Curiously, we’ve found a world pulled dramatically oblate by its spin in our own solar system, albeit on a miniscule scale; Haumia, which is rugby ball shaped. It appears that the star Altair is also pretty heavily flattened. The laws of physics and planetary formation probably mean a rocky world of the scale Clement imagined can’t happen. Probably.
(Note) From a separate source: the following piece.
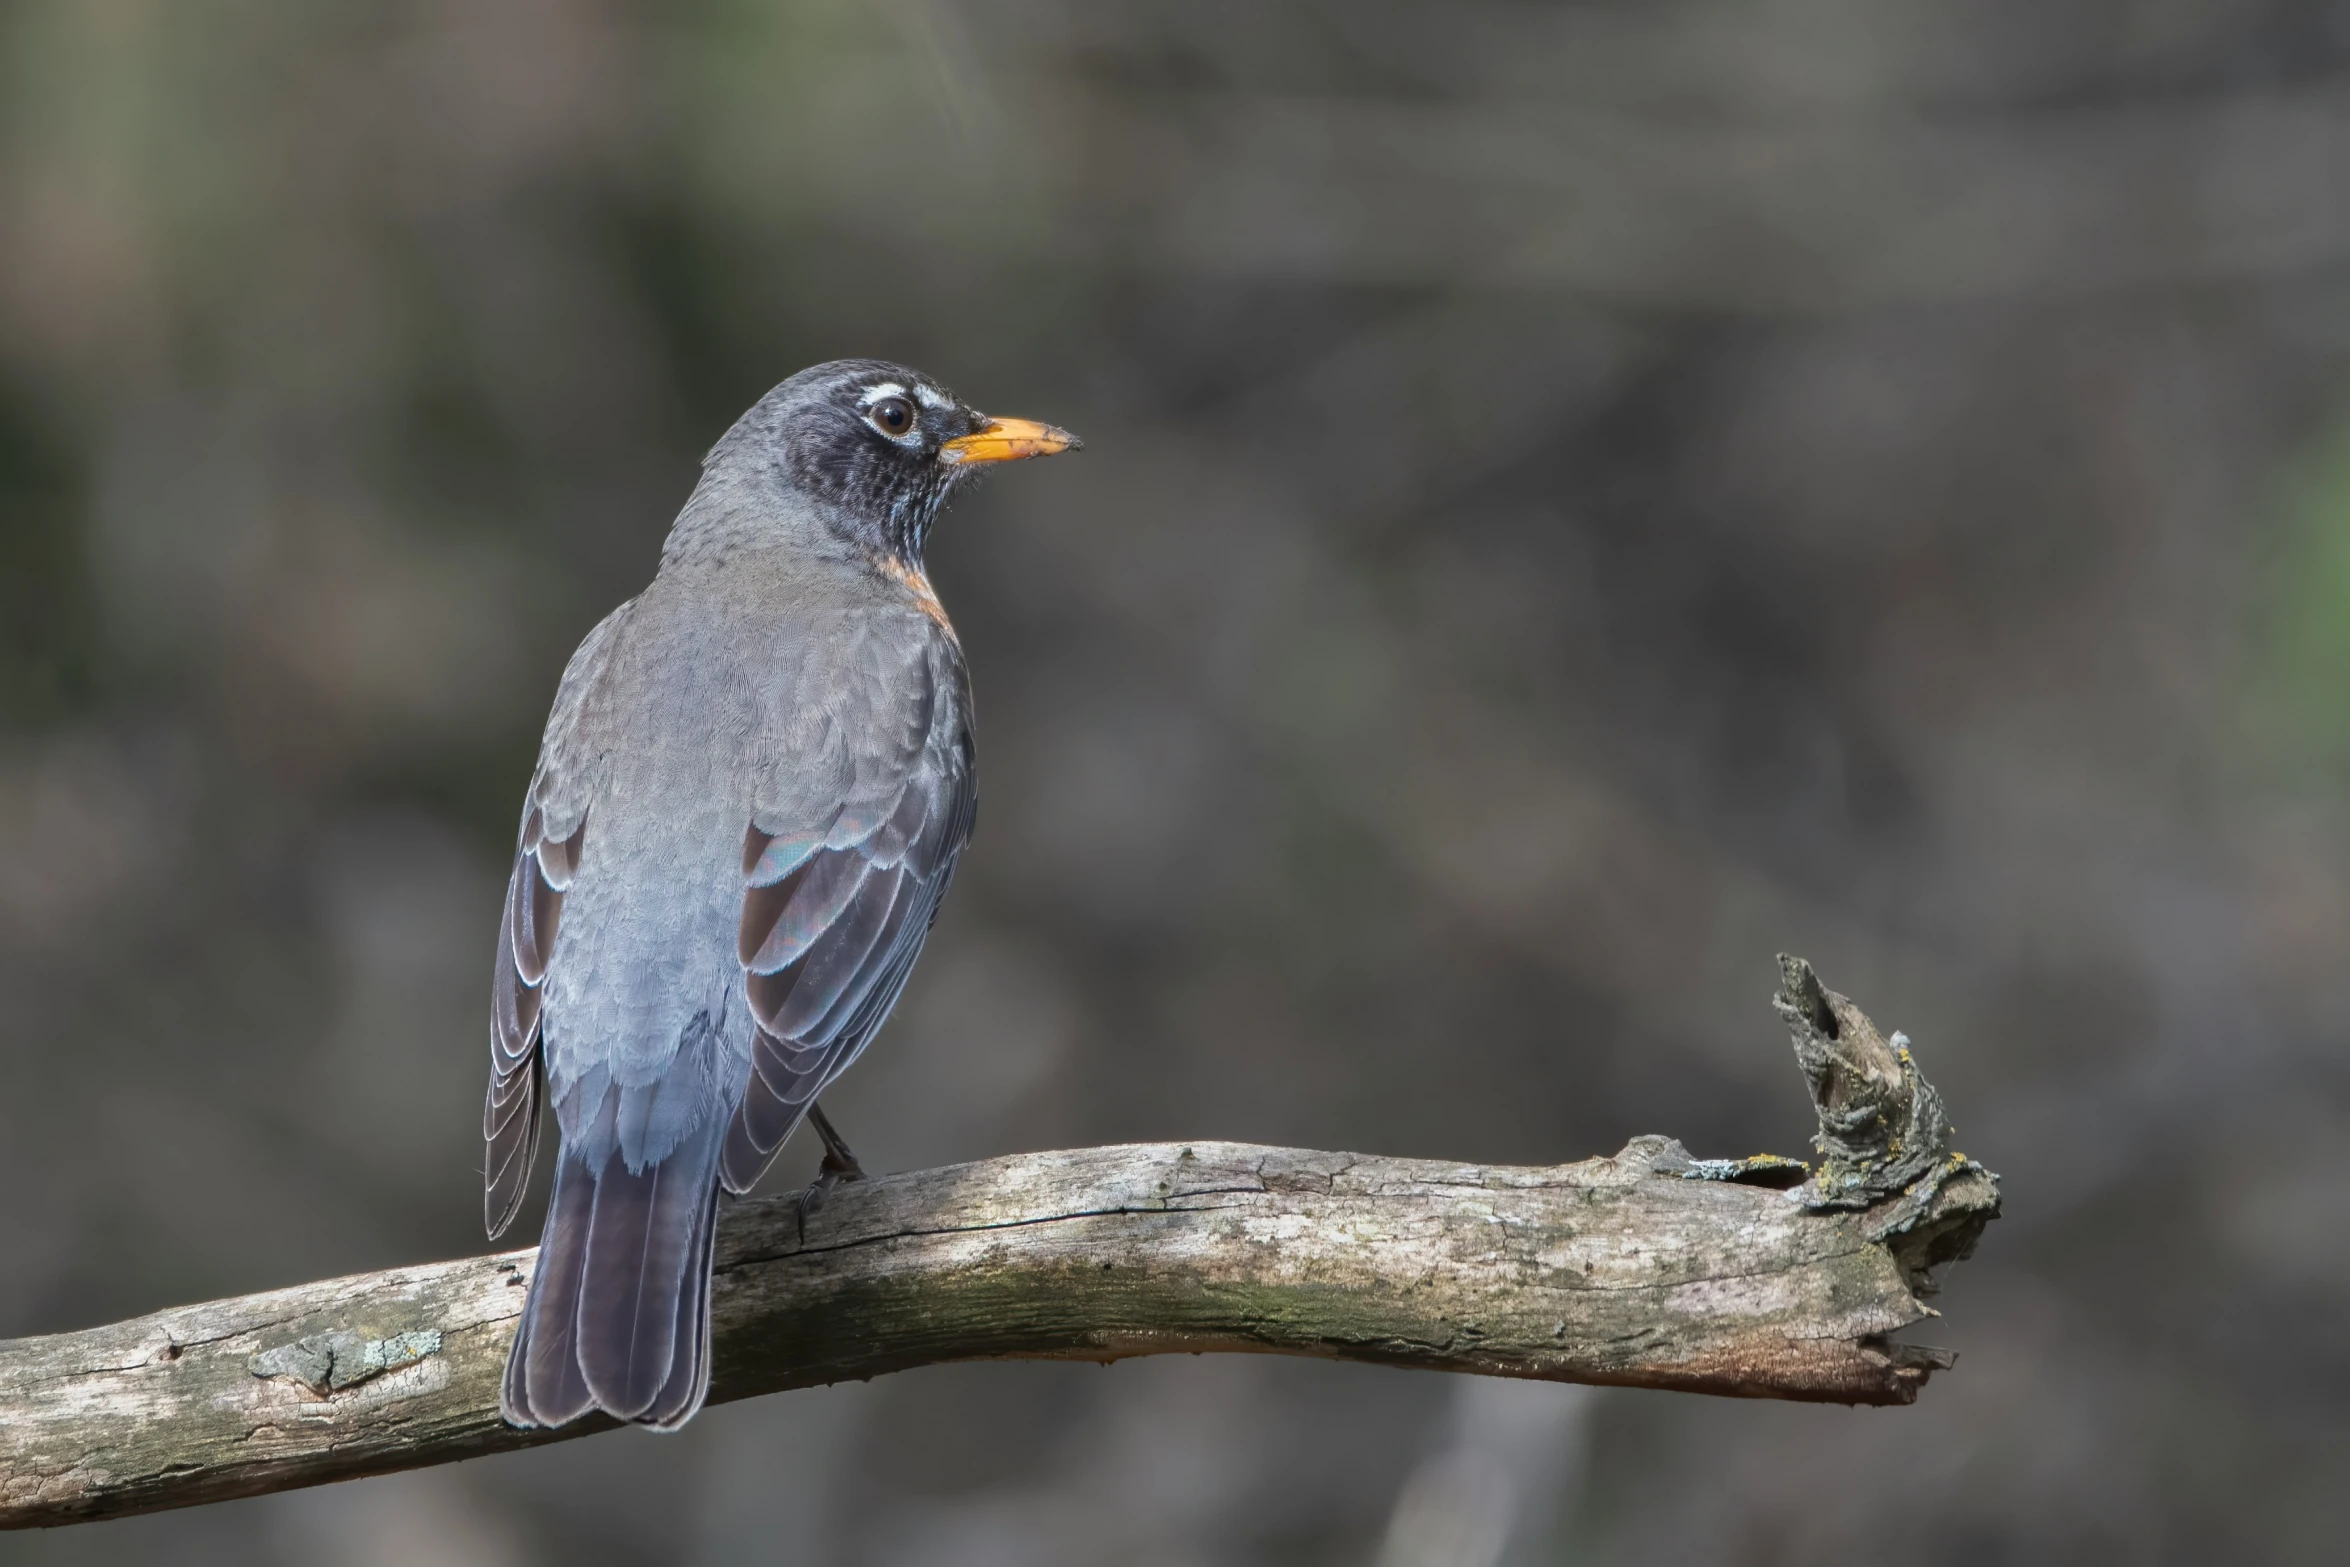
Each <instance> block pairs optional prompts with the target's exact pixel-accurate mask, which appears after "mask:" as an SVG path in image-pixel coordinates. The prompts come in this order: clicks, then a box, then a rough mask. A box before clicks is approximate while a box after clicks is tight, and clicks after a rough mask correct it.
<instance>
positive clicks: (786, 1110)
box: [482, 359, 1079, 1428]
The thing is that world-building for writers can literally mean that – building a world. Imagining something oddball. Like a cube world. Richard Lupoff imagined a coin-shaped world, a weird homage to an alternative 1920s in which the evil Richtofen brothers Lothar and Manfred were racing Amelia Earhart around the far side. Pratchett’s disc-shaped world was sitting on some elephants which are standing on a turtle. Or you could envisage a long suspension bridge held together with strong nuclear force in some unaccountable fashon, which closes a circle around a star at Earth orbital distance and has scenery like a Roger Dean album cover (think Yes, Yessongs, 1972). Or you could envisage an Earth-sized moon orbiting a gas giant which looks like a Roger Dean album cover (think Yes, Yessongs, 1972). Nobody’s done Yes, Relayer (1974) yet, except Tolkien.

But this is only the first step. The setting means nothing without solid characters and storyline. Coming up with an Earth-world orbiting a gas giant and then setting Pocahontas–in-Vietnam-meets-Dancing-With-Wolves on it, to me, isn’t the way to do it. (I fell asleep during that movie. Both times I tried to watch it.)
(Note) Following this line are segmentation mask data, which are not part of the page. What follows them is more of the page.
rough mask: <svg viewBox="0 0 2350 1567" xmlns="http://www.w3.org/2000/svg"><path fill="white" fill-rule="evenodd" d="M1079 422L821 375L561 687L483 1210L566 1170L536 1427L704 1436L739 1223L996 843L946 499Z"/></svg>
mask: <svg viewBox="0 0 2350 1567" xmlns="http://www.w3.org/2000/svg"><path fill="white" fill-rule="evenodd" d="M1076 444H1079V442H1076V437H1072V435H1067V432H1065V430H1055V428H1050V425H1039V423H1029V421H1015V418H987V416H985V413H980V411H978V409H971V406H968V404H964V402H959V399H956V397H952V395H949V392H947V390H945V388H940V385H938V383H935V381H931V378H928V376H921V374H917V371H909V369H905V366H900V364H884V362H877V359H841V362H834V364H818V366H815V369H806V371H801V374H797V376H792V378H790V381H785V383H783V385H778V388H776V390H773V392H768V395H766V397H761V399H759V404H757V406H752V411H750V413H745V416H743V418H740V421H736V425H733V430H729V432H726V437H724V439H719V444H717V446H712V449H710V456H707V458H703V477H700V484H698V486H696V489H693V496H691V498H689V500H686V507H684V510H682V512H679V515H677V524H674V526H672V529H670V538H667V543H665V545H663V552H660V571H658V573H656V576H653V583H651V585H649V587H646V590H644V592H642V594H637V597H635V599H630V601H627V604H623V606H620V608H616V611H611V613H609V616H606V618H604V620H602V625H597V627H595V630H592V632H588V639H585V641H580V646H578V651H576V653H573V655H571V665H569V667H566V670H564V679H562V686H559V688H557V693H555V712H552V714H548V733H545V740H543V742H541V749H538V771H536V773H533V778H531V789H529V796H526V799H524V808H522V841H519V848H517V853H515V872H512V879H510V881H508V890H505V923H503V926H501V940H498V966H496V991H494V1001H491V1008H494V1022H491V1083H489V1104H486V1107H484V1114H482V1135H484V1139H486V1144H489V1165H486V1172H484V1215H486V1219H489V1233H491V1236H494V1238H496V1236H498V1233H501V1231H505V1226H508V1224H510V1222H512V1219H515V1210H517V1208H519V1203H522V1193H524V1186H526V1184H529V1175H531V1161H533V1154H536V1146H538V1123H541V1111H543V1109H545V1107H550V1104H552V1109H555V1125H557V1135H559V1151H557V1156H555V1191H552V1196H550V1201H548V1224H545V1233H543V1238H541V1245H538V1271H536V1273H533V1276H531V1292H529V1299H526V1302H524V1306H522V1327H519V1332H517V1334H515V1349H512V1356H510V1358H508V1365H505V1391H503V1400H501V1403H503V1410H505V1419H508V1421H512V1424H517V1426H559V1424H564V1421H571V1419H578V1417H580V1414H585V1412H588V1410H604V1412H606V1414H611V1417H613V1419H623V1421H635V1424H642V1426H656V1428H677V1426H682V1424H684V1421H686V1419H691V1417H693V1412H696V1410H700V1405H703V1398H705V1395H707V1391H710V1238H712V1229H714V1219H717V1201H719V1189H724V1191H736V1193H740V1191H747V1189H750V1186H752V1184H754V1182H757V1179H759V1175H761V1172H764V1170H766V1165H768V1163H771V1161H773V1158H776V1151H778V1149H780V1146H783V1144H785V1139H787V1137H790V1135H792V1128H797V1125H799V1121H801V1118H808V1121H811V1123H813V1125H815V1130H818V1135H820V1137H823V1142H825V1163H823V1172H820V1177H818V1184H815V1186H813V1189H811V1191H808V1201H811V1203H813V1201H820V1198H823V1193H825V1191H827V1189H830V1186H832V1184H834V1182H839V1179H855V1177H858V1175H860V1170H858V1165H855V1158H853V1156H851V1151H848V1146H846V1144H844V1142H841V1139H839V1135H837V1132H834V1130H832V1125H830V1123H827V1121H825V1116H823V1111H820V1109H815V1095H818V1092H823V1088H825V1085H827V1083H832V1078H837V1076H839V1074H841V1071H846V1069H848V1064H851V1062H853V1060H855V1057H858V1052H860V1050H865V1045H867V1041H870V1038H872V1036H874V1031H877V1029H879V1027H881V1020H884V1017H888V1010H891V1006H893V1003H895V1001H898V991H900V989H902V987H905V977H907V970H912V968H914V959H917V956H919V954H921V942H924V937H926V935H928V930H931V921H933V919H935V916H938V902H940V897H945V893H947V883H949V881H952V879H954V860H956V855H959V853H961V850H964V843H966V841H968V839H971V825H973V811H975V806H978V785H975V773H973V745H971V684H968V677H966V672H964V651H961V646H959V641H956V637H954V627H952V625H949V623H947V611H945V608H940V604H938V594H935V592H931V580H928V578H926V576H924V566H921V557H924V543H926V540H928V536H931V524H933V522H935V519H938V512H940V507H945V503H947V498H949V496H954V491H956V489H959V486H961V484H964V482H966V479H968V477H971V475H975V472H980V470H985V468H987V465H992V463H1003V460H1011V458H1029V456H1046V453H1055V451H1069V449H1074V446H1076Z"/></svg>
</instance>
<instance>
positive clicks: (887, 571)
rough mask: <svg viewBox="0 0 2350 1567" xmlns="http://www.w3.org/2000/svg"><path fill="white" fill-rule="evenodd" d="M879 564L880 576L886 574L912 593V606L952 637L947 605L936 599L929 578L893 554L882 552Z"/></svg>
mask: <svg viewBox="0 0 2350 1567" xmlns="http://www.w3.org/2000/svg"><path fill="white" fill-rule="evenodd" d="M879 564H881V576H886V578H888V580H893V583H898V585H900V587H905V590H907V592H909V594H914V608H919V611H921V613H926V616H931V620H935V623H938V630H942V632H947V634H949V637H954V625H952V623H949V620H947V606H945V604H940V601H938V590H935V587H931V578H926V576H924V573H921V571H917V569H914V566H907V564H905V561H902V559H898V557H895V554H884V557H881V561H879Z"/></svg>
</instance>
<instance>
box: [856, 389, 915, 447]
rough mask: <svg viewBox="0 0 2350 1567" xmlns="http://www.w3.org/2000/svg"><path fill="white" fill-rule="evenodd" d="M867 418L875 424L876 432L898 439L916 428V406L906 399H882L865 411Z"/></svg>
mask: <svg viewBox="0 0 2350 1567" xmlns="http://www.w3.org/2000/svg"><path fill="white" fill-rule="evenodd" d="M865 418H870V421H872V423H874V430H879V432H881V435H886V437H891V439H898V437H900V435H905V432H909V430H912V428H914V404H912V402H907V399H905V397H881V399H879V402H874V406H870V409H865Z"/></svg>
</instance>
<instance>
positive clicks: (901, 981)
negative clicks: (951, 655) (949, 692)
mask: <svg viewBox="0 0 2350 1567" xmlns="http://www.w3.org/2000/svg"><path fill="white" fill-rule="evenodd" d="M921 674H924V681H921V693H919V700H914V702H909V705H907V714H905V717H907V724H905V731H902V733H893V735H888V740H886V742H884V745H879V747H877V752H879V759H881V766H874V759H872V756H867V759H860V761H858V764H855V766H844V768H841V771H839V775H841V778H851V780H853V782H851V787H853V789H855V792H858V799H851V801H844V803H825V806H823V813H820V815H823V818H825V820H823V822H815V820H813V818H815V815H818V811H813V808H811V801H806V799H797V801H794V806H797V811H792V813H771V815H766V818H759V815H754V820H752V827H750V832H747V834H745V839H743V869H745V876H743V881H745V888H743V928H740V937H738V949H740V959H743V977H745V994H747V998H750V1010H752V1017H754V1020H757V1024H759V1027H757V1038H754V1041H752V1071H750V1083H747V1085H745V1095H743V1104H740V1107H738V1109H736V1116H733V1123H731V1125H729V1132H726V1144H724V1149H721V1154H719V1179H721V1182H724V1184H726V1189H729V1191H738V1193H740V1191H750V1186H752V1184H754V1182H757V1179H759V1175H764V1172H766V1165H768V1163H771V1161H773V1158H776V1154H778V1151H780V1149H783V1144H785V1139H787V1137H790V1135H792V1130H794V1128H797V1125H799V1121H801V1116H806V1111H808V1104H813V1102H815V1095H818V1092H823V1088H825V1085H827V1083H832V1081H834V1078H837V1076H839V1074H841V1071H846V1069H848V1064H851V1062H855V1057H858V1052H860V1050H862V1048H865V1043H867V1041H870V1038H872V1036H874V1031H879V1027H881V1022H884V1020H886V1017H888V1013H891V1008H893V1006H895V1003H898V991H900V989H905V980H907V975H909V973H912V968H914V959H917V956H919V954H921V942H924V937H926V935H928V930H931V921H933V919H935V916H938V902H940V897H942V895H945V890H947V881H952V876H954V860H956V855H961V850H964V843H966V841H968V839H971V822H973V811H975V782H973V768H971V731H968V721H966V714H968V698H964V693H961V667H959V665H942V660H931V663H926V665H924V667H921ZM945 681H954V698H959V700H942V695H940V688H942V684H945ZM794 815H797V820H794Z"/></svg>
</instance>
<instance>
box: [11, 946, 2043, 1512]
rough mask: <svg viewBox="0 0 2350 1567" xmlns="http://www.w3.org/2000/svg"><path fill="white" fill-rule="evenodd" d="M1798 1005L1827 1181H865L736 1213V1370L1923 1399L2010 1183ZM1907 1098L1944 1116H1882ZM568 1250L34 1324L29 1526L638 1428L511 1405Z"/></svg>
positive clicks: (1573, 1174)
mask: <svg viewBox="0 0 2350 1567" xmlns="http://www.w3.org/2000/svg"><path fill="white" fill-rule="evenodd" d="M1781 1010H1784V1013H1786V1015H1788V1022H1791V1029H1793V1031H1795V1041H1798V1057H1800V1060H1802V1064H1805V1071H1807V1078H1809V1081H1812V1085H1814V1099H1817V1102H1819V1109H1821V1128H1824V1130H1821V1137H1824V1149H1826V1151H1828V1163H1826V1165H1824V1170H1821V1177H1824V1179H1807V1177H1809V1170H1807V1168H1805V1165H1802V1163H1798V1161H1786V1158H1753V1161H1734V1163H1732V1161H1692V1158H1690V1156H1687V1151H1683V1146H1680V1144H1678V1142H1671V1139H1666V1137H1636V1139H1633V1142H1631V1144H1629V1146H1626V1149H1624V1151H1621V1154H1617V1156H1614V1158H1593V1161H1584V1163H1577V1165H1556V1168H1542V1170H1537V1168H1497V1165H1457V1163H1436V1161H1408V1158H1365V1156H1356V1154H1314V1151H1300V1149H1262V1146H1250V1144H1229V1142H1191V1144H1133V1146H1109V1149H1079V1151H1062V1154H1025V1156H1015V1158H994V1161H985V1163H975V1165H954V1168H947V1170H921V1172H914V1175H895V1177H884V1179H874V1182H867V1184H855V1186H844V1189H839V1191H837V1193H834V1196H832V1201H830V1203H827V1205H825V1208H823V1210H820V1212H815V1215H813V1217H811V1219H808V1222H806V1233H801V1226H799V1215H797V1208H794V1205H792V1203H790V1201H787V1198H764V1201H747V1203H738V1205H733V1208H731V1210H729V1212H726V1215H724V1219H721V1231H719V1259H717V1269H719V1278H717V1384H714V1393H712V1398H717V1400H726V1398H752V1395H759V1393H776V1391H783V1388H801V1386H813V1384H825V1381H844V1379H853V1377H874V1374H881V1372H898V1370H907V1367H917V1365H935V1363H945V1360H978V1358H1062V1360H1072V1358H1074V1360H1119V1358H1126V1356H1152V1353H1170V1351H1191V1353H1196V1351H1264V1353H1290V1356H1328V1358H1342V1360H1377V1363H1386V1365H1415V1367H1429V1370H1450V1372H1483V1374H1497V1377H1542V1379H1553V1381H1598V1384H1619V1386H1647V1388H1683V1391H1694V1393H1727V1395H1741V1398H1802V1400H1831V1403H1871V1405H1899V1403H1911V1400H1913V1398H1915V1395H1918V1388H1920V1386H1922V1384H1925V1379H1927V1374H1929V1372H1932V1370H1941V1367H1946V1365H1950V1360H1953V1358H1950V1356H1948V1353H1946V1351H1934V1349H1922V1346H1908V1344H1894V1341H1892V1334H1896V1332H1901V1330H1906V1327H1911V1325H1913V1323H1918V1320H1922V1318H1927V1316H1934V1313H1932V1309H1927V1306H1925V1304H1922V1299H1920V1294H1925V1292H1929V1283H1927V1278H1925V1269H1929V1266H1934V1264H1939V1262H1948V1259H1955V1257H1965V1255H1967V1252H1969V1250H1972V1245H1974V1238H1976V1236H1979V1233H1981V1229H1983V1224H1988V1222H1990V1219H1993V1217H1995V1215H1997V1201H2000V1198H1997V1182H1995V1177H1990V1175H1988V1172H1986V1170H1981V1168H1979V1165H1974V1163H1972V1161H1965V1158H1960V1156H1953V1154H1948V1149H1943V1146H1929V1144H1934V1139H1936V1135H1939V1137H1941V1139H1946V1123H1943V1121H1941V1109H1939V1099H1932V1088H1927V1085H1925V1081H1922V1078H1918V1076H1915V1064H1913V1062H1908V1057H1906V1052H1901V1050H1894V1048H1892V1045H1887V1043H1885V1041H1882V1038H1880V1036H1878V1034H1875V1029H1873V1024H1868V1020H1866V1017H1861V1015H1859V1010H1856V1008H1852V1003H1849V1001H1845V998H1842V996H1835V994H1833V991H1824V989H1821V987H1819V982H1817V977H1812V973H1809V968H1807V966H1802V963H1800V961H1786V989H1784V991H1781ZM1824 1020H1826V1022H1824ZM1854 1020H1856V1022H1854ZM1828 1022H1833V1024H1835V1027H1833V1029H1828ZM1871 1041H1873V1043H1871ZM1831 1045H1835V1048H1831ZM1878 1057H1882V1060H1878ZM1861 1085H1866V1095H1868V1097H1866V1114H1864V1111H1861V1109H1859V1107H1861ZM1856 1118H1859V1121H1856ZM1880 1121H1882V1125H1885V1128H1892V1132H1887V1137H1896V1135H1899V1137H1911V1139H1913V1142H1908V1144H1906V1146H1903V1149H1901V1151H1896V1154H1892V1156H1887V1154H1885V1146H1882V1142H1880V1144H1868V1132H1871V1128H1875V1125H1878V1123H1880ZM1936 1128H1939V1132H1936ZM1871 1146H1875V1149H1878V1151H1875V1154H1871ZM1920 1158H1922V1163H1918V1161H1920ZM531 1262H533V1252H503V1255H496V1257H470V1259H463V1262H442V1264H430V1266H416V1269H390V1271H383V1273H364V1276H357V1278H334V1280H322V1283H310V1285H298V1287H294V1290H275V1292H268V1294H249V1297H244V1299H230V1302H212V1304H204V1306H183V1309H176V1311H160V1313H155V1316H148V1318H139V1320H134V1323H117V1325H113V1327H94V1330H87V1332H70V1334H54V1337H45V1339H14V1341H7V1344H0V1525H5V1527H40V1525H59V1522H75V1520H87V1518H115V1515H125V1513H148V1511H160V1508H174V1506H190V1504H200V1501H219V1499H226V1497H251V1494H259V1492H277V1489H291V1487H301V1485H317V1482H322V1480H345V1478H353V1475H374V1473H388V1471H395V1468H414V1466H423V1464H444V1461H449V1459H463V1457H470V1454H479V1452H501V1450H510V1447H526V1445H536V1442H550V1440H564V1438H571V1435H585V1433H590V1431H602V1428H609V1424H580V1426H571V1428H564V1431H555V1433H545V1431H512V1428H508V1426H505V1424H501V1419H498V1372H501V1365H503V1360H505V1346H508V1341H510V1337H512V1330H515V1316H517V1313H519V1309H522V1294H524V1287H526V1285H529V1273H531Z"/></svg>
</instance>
Clement did a better job of that side. The star of Mission of Gravity may have been its planet (no pun intended), but the real strength was its plot and characters. It was an absolutely solid expression of a quest plot – the humans had to rescue a probe stuck in the 700 gravity area, to do which they had to have help from the locals and then drive across to it from the three gravity area. It had everything a good story should have – conflict, obstacles, a driving theme, and characters, all set against an exact structure. Barlennan, the alien captain, was by far the most rounded in the book.

Is there a science fiction story set on a weird world that’s struck you as brilliant? Do share – I’d love to hear from you.

Copyright © Matthew Wright 2012

2 thoughts on “Worldbuilding: missions of gravity

  1. Fascinating information and ideas, Matthew. I’m going to have to take a look at my old album covers now – totally missed that as a source of inspiration. Alien Heat by Michael Moorcock has a “user-adaptable” Earth, same planet, only with the inhabitants having the power to manipulate the environment against the laws of nature, which I found to be another interesting twist. Thanks for the linkage and the thought-provoking post!


  2. I am always fascinated by SF that takes the principles of physics and pushes them – credibly – into an astonishing story. Clement did it. Clarke was a master at it. All good stuff.